If the bird moved closer to the lens, the device would detect a change in temperature or movement, and begin taking pictures and providing data to the undergraduate research team. Their work on Thursday marked the start of a month-long investigation of wildlife in the Houston cityscape, part of an ongoing study that has already thrown surprises at dozens of students and professors from the HU.

For example: Bobcats live within the city limits. Otters too.

“I was not aware of many animal populations that existed so close to the city,” said Kaleb Barnes, UH biology officer, at the cemetery, located just over a mile from the center. -town. “It’s pretty amazing how they can inhabit the same space as us.”

Creating this awareness is Ann Cheek’s goal. And as a leader of the project since its inception in spring 2020, she helps students in three of her courses conduct research and participate in the scientific method from start to finish, through planning, data collection , data analysis and presentations to local ecologists.

“There are a lot of wild things living in the city,” said Cheek, a UH biology professor. “It’s not all concrete and people.”

The research project — called “Houston’s Hidden Life— is a partnership between the university and the Memorial Park Conservatory. It feeds into a larger study conducted by the Urban Wildlife Information Network at Chicago’s Lincoln Park Zoo.

Conservation is the focus, with researchers trying to find out which species live where and whether their appearances follow seasonal patterns. Cheek’s teams share this information with environmental groups in Houston and report their findings to the Urban Wildlife Network, which seeks to determine if certain species are inherently more common in cities or if their locations are more isolated.

“This is one of the first efforts in Houston to systematically and quantitatively determine what wildlife species live here with us,” Cheek said.

But on a practical level, knowing where urban animals live can help residents manage potential conflicts and even learn to coexist, said teaching assistant Saul Acevedo, who holds a Ph.D. candidate in biology.

“It makes people aware of wildlife in general,” he said. “How can we help these communities thrive? »
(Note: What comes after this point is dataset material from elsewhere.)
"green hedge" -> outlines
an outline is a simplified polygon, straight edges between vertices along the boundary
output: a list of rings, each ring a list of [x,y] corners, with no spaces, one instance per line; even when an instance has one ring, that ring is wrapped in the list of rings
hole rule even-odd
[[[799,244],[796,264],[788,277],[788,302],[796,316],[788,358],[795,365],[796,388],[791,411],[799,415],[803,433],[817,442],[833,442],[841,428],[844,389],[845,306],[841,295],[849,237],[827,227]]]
Urban ecology is a newer field, Cheek added, but researchers have already found that certain animals such as squirrels or rabbits live in cities because they provide refuge.

“Some animals do very well in cities because when they move through our man-made habitat, they are potentially protected from predators,” Cheek said.
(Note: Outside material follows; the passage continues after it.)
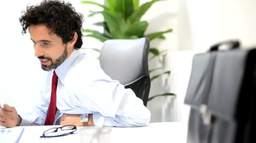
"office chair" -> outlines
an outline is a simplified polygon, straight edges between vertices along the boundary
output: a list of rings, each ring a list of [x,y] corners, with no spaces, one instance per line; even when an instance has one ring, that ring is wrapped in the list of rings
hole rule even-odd
[[[150,87],[147,66],[149,40],[110,39],[104,42],[100,53],[100,63],[105,73],[131,88],[145,106]]]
His students currently use 28 cameras to study the same number of urban spaces for one month at a time – January, April, July and October, the same months studied in other partner research groups across the country, he said. she declared.

The goal is to eventually have 50 cameras in Houston. They now stretch from Memorial Park to the UH Coastal Center, populating cemeteries, undeveloped natural areas, parks and golf courses.
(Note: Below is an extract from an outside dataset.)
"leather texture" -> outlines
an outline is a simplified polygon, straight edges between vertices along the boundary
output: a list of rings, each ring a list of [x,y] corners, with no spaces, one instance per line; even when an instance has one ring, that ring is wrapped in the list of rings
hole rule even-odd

Some of the animals already counted are easy to guess: squirrels, opossums, raccoons and coyotes.

Others aren’t: The Bobcats aren’t found in every city, but some live outside of Houston’s ring road. Feral pigs have been found in Clear Creek. And to spot an armadillo, Cheek suggests checking out the thickets in Memorial Park.

“Especially with the fact that Houston is so urbanized … seeing coyotes and bobcats running around is cool,” said Taylor Roy, chief biology officer.